‘Als je de demonen van je geliefde wilt bedwingen, word jij een van zijn demonen,’ zei iemand eens tegen me toen ik gevangen zat in een moeizame relatie. Hij kreeg gelijk.
Waarom zou een mens jaren van zijn leven besteden aan het bevechten van de demonen van een ander? Die vraag probeerde ik na het stranden van de relatie te beantwoorden. Misschien ligt de aantrekkelijkheid ervan hierin: als je al je energie op de moeilijkheden van de ander richt, kom je niet aan die van jezelf toe.
Terwijl je bezig bent andermans kastanjes uit het vuur te halen en je af te vragen hoe de ander zich voelt, hoef je je niet bezig te houden met je eigen problemen en gevoelens.

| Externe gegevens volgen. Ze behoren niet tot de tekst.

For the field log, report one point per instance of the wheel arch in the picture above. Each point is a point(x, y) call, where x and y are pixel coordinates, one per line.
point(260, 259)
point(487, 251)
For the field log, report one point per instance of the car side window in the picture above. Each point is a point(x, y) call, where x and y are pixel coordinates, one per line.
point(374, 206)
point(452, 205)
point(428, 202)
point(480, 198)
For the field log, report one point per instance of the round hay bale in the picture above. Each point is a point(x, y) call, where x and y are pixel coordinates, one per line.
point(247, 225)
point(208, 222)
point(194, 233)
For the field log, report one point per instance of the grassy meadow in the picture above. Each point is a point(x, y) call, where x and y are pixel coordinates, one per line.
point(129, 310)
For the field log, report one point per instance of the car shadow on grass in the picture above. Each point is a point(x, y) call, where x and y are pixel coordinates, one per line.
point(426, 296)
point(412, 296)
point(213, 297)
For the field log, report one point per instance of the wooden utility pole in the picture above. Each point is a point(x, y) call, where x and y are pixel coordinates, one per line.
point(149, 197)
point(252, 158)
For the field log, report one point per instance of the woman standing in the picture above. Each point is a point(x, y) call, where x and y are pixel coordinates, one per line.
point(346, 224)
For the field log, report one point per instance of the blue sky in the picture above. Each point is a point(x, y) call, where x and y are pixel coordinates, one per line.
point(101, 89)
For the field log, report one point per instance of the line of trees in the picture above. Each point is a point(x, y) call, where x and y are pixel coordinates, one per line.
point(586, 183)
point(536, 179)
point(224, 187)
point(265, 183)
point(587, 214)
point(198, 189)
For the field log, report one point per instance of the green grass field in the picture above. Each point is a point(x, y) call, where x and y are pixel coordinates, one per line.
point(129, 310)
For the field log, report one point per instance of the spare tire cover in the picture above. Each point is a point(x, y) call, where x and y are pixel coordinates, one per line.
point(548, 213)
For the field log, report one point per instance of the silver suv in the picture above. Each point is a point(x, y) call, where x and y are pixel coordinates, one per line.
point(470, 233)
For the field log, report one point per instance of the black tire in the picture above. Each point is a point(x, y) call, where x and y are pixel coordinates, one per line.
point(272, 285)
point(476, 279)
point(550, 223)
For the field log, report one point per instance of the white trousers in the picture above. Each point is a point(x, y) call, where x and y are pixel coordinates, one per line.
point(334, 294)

En dat is wel zo comfortabel.
Je bent je daarvan natuurlijk niet bewust, want je bent getrapt in die andere val, die van de hoogmoed en overmoed. Ik ben zó evenwichtig, zó levenslustig en zó optimistisch, denk je, dat ik jouw problemen er makkelijk bij kan hebben. Even lijkt dat te werken, want je lost de problemen van de ander op en voelt je tegelijkertijd gesterkt in het rooskleurige beeld van jezelf. Jij bent krachtig! Jij bent liefdevol! Jij bent onmisbaar!
Zo bekeken is het Florence Nightingale-syndroom niet meer zo altruïstisch, want je dient er vooral jezelf mee en maakt de ander afhankelijk.
Een mens kan alleen zichzelf redden. En de enige persoon voor wie je onmisbaar bent, ben jij zelf.